Abstract
Latin American countries (LAC), with their culturally and ethnically diverse populations, form a region that is difficult to define and to understand. The region’s health systems are deeply fragmented, which poses great challenges to overall equity levels in health. This is also one of the fastest ageing regions in the world, with increasing demands as well for acute and long-term care (LTC). Demographic and epidemiological transitions across the region are heterogeneous. In this context, health systems are in general, largely unprepared to face the challenge of promoting healthy ageing. This unpreparedness has been magnified by the Coronavirus disease-2019 pandemic. Here, we analyse the burden of disease in the older population and identify priorities to improve the care and quality of life for people living in LAC. Besides an adequately prepared workforce, we must remediate disparities and inequities; develop and implement integrated care; achieve patient-centred care and further develop palliative and end-of-life care; simultaneously, we must develop the structure and financing of LTC services and strengthen the role of public health making healthy ageing an essential component.

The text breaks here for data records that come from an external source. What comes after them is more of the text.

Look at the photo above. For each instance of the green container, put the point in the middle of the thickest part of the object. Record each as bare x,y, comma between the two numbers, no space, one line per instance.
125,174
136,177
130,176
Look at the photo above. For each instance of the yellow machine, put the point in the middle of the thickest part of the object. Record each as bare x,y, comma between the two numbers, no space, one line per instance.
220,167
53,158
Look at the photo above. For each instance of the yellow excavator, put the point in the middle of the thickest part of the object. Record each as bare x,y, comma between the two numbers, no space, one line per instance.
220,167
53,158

Keywords: health services, Latin America, geriatrics, ageism, older people
Key Points
By 2030 there will be more people in Latin America older than 60 years than there are people younger than 5 years.

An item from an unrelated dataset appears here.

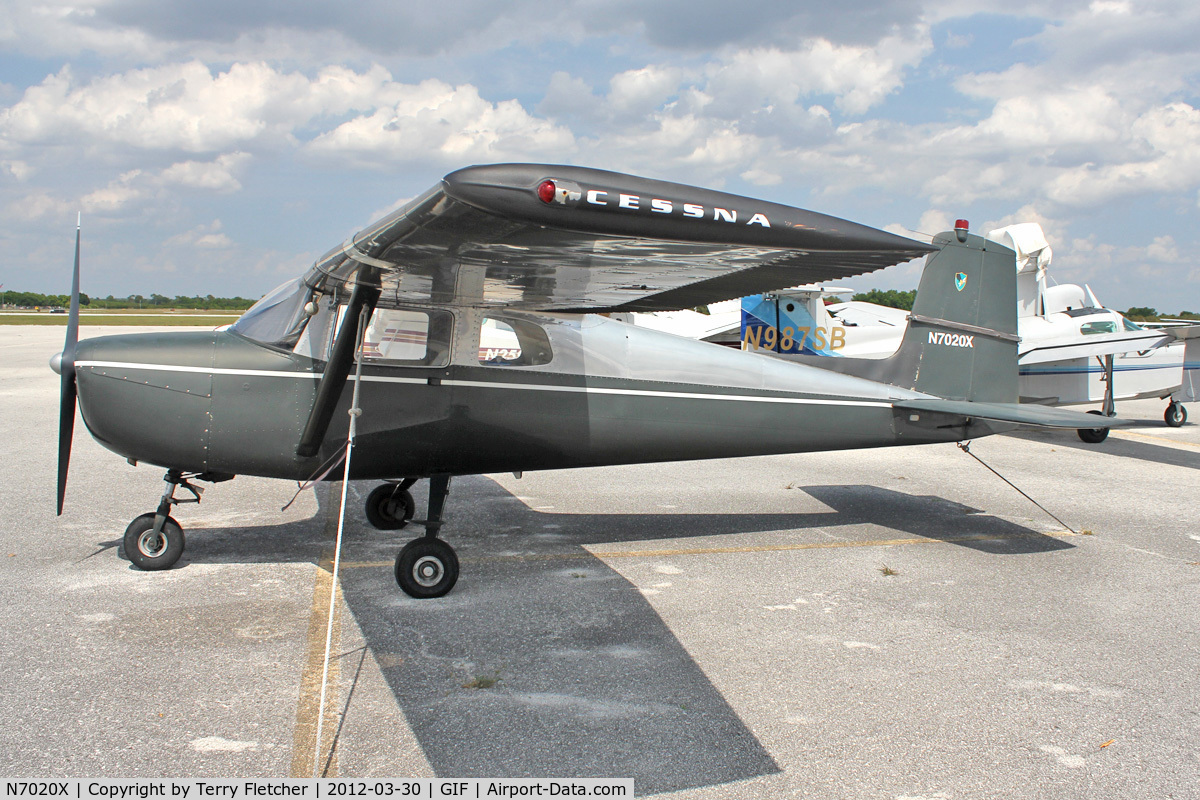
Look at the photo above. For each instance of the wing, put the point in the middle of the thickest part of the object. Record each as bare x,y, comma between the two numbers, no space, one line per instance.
556,238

The region’s health systems are deeply fragmented, which poses great challenges related to the provision of quality care.
COVID-19 has provided an intensive stress test, exposing pervasive ageism in society and health care systems.

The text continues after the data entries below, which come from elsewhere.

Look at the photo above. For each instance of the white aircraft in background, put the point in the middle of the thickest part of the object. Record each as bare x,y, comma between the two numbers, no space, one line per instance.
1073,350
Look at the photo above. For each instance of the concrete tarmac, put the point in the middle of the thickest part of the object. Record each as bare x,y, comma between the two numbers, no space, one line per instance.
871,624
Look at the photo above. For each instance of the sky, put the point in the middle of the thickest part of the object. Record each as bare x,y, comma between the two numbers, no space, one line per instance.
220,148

Increased life expectancy but with a lesser health span under the pressure of stark age-related inequities.
Introduction
Latin American countries (LAC), with their culturally and ethnically diverse populations, burgeoning economies, high levels of violence, growing political instability and striking levels of inequality, form a region that is difficult to define and to understand. The region’s health systems are deeply fragmented and segmented, which poses great challenges related to the provision of quality care and overall equity levels in health. Besides, this is one of the fastest ageing regions in the world, with increasing demands as well for acute and long-term care [1]. Demographic and epidemiological transitions across the region highlight the different levels of unpreparedness to address the needs of an ageing society, such as efforts to maintain older people’s functional ability, and to manage chronic conditions and infectious diseases outbreaks, like the Coronavirus disease-2019 (COVID-19) pandemic [2].
Population ageing in this difficult context is a challenge to social and health care systems (HCS) across the region. Here we provide an overview of the regional health system’s responsiveness to the needs of older adults. We will glance at geriatric training, clinical practice and institutional support in 15 countries, bearing in mind great variations in the organisation of their health systems, training, roles and functions of geriatricians and other geriatric health professions.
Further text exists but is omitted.